An Ethical Risk Assessment Framework
It is possible that human prejudices or historical societal biases get perpetuated into ML models as well because the models are trained using historical real data and human engineers are training those. It is also possible that due to imbalanced or underrepresented datasets, the ML model overlooks a certain segment during its training process.
All these risks have potential impact on human rights, including equality, liberty and privacy. An online campaign management system driven by ML models may target a specific racial group for a financial product due to its training data. This outcome is discriminatory on prohibited biases, and hence, not ethical by certain standards.

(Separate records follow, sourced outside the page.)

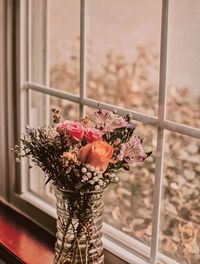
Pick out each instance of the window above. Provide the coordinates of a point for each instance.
(78, 54)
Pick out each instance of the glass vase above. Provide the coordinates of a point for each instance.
(79, 227)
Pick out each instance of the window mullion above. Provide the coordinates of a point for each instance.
(82, 57)
(160, 136)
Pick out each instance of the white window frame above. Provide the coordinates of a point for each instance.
(115, 241)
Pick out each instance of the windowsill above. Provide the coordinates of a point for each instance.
(21, 241)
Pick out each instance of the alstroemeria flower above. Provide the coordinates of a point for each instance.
(74, 129)
(98, 154)
(107, 121)
(132, 151)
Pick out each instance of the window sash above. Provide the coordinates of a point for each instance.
(126, 244)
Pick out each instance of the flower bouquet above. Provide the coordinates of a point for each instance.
(81, 158)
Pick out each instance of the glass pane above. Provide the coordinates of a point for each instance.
(37, 43)
(180, 221)
(54, 44)
(184, 62)
(129, 203)
(39, 115)
(64, 42)
(123, 53)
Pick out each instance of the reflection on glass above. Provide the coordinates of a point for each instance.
(68, 110)
(129, 203)
(180, 220)
(64, 42)
(123, 53)
(183, 67)
(39, 115)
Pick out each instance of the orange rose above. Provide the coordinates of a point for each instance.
(97, 154)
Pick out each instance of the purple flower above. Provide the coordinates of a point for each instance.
(107, 121)
(132, 151)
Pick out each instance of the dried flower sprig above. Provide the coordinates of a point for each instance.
(84, 155)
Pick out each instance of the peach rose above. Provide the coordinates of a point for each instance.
(98, 154)
(92, 134)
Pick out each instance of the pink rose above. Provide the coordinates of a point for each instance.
(74, 129)
(92, 134)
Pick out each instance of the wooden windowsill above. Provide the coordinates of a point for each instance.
(24, 242)
(21, 241)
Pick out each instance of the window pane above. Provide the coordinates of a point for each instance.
(184, 62)
(129, 203)
(123, 53)
(39, 115)
(181, 208)
(64, 42)
(54, 44)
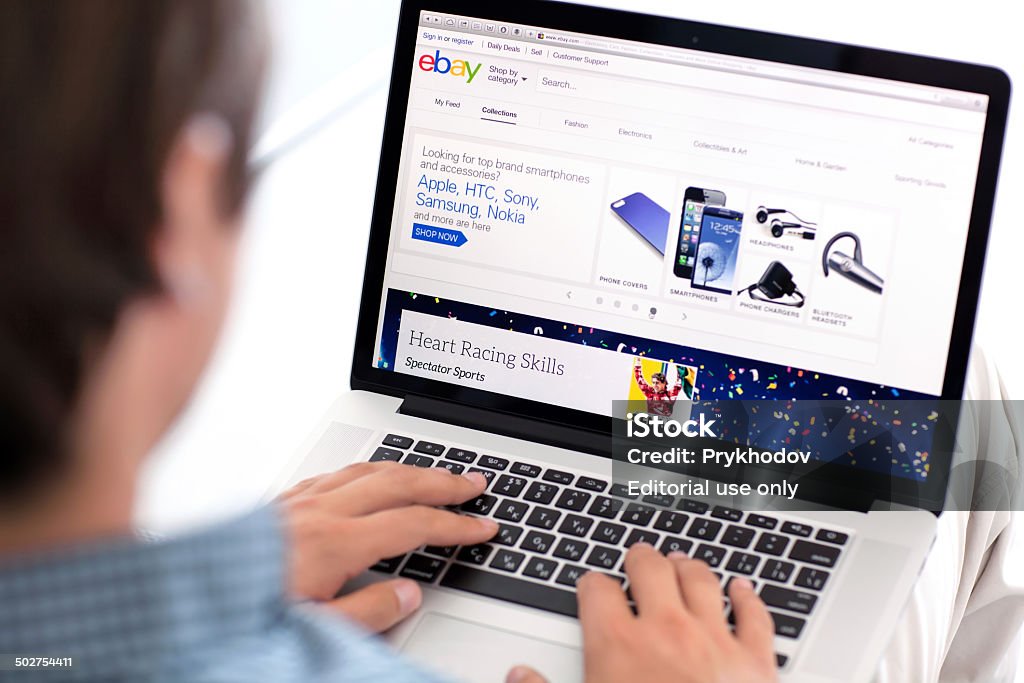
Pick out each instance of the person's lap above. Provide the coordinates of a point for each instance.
(966, 610)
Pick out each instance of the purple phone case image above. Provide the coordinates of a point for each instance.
(647, 218)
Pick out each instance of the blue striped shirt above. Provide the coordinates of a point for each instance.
(209, 606)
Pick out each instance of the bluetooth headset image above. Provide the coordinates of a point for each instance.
(851, 267)
(778, 227)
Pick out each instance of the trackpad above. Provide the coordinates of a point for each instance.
(472, 651)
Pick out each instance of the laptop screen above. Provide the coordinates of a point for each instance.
(581, 219)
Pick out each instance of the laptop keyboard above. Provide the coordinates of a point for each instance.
(555, 525)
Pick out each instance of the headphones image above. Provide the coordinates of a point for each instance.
(851, 267)
(804, 228)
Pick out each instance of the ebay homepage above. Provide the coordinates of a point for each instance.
(578, 226)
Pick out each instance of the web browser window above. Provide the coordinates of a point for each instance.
(581, 219)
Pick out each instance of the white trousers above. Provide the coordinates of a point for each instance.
(966, 612)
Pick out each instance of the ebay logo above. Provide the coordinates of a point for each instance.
(441, 65)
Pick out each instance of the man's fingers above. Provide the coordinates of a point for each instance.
(652, 580)
(754, 625)
(403, 485)
(700, 589)
(524, 675)
(379, 606)
(397, 530)
(602, 606)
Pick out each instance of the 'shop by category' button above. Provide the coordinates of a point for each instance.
(438, 236)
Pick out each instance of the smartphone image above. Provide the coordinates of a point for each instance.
(648, 219)
(694, 201)
(718, 244)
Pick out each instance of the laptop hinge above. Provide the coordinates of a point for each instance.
(507, 425)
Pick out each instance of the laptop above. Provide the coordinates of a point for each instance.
(579, 207)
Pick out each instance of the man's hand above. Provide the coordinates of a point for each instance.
(343, 522)
(679, 634)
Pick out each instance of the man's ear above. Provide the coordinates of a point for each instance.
(192, 189)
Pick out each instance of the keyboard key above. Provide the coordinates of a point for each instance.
(798, 601)
(604, 558)
(454, 468)
(812, 579)
(779, 570)
(480, 505)
(706, 529)
(493, 462)
(670, 521)
(713, 555)
(796, 528)
(761, 521)
(558, 476)
(725, 588)
(660, 501)
(477, 554)
(569, 574)
(638, 514)
(621, 489)
(741, 562)
(828, 536)
(771, 544)
(512, 511)
(507, 560)
(460, 455)
(674, 544)
(640, 536)
(422, 567)
(509, 485)
(525, 469)
(507, 535)
(697, 508)
(397, 441)
(723, 512)
(388, 564)
(386, 454)
(570, 549)
(605, 507)
(608, 532)
(538, 542)
(541, 493)
(590, 483)
(538, 567)
(510, 589)
(543, 518)
(814, 553)
(576, 525)
(786, 626)
(418, 461)
(429, 449)
(487, 474)
(737, 537)
(572, 500)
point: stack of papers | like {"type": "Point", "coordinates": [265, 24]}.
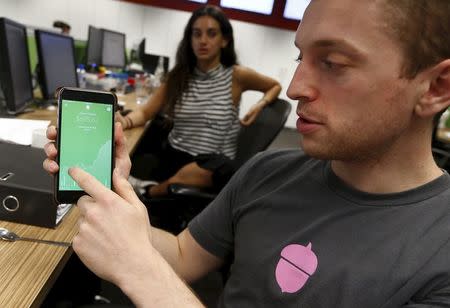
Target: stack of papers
{"type": "Point", "coordinates": [20, 131]}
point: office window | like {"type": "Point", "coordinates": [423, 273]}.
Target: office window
{"type": "Point", "coordinates": [283, 14]}
{"type": "Point", "coordinates": [294, 9]}
{"type": "Point", "coordinates": [260, 6]}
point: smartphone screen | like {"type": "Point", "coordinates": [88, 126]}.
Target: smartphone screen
{"type": "Point", "coordinates": [86, 138]}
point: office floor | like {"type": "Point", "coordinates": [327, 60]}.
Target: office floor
{"type": "Point", "coordinates": [208, 288]}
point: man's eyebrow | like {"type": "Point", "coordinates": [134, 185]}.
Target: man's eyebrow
{"type": "Point", "coordinates": [339, 45]}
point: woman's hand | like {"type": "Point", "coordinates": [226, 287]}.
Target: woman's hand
{"type": "Point", "coordinates": [122, 159]}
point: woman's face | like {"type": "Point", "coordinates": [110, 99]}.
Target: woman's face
{"type": "Point", "coordinates": [207, 39]}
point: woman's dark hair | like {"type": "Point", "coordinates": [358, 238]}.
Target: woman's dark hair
{"type": "Point", "coordinates": [177, 79]}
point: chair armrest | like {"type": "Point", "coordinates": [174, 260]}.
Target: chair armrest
{"type": "Point", "coordinates": [186, 191]}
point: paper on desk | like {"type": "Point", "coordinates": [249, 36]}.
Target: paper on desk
{"type": "Point", "coordinates": [20, 131]}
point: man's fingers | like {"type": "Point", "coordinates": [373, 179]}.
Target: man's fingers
{"type": "Point", "coordinates": [123, 188]}
{"type": "Point", "coordinates": [51, 133]}
{"type": "Point", "coordinates": [50, 166]}
{"type": "Point", "coordinates": [50, 150]}
{"type": "Point", "coordinates": [119, 139]}
{"type": "Point", "coordinates": [89, 183]}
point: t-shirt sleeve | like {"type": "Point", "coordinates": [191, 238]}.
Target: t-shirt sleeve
{"type": "Point", "coordinates": [213, 228]}
{"type": "Point", "coordinates": [437, 298]}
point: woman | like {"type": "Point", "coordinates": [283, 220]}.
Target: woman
{"type": "Point", "coordinates": [202, 94]}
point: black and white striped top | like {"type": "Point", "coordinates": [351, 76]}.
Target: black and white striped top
{"type": "Point", "coordinates": [205, 119]}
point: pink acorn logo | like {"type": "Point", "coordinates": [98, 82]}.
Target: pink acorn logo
{"type": "Point", "coordinates": [296, 265]}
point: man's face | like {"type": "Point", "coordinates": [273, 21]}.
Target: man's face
{"type": "Point", "coordinates": [352, 104]}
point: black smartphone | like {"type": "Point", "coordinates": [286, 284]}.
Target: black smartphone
{"type": "Point", "coordinates": [85, 139]}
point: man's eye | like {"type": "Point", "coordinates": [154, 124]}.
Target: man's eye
{"type": "Point", "coordinates": [212, 33]}
{"type": "Point", "coordinates": [330, 65]}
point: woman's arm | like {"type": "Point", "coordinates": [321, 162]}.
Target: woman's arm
{"type": "Point", "coordinates": [145, 112]}
{"type": "Point", "coordinates": [248, 79]}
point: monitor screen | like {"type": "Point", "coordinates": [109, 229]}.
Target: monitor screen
{"type": "Point", "coordinates": [261, 6]}
{"type": "Point", "coordinates": [141, 49]}
{"type": "Point", "coordinates": [113, 49]}
{"type": "Point", "coordinates": [14, 65]}
{"type": "Point", "coordinates": [94, 46]}
{"type": "Point", "coordinates": [57, 62]}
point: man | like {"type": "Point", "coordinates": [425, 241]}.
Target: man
{"type": "Point", "coordinates": [364, 223]}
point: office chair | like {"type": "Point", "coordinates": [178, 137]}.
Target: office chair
{"type": "Point", "coordinates": [184, 202]}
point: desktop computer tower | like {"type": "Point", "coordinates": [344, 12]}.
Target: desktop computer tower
{"type": "Point", "coordinates": [26, 190]}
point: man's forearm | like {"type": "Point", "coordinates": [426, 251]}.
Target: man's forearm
{"type": "Point", "coordinates": [167, 245]}
{"type": "Point", "coordinates": [157, 285]}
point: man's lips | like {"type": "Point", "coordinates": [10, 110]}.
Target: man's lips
{"type": "Point", "coordinates": [306, 124]}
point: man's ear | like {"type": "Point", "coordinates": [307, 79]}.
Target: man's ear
{"type": "Point", "coordinates": [437, 96]}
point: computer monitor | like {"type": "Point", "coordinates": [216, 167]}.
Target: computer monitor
{"type": "Point", "coordinates": [57, 67]}
{"type": "Point", "coordinates": [94, 46]}
{"type": "Point", "coordinates": [113, 49]}
{"type": "Point", "coordinates": [150, 63]}
{"type": "Point", "coordinates": [15, 73]}
{"type": "Point", "coordinates": [141, 49]}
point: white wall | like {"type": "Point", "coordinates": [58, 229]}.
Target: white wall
{"type": "Point", "coordinates": [268, 50]}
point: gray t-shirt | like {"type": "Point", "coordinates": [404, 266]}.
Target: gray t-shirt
{"type": "Point", "coordinates": [301, 237]}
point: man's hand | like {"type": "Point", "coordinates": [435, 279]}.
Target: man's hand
{"type": "Point", "coordinates": [122, 159]}
{"type": "Point", "coordinates": [114, 235]}
{"type": "Point", "coordinates": [115, 242]}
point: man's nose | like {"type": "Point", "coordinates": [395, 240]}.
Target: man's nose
{"type": "Point", "coordinates": [302, 85]}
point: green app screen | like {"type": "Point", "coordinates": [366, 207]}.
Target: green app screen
{"type": "Point", "coordinates": [86, 141]}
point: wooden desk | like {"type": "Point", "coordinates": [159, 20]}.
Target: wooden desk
{"type": "Point", "coordinates": [29, 270]}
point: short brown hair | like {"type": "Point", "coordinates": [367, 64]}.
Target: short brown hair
{"type": "Point", "coordinates": [422, 27]}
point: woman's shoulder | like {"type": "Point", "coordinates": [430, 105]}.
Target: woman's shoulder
{"type": "Point", "coordinates": [242, 73]}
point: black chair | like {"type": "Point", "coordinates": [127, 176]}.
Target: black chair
{"type": "Point", "coordinates": [184, 202]}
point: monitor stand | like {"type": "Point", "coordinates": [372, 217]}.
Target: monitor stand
{"type": "Point", "coordinates": [5, 113]}
{"type": "Point", "coordinates": [48, 104]}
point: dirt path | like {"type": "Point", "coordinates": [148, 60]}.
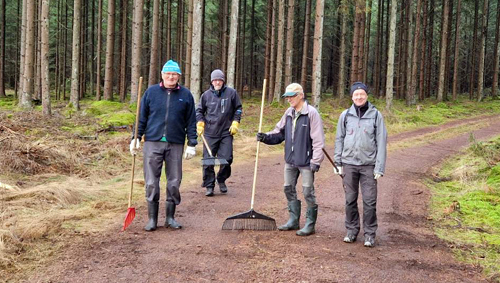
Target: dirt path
{"type": "Point", "coordinates": [406, 250]}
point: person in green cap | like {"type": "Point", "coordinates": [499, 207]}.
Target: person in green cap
{"type": "Point", "coordinates": [166, 118]}
{"type": "Point", "coordinates": [301, 128]}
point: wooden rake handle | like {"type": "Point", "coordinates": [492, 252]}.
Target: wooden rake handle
{"type": "Point", "coordinates": [135, 137]}
{"type": "Point", "coordinates": [258, 144]}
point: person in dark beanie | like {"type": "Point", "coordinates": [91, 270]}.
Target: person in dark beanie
{"type": "Point", "coordinates": [218, 114]}
{"type": "Point", "coordinates": [360, 155]}
{"type": "Point", "coordinates": [167, 117]}
{"type": "Point", "coordinates": [301, 128]}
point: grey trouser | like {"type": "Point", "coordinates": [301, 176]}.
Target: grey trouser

A thorough ethical risk assessment is needed for the various ML models impacting processes including new customer onboarding, online loan approval, cross-selling or upselling a financial product, credit scoring and so on. This assessment is not only to detect algorithmic bias, but also to take note of any proxy or parameters used by the model that can be considered sensitive. Unethical behavior by ML models could be a massive source of misconduct risk and subsequent litigation. This is important.
Conclusion
With the advent of more innovation in the ML models, we will expect to see extremely sophisticated tools and techniques in this space in the future. Therefore, the machine learning governance framework must equally evolve to manage all the societal, legal and reputational implications brought in by this new wave of intelligent models.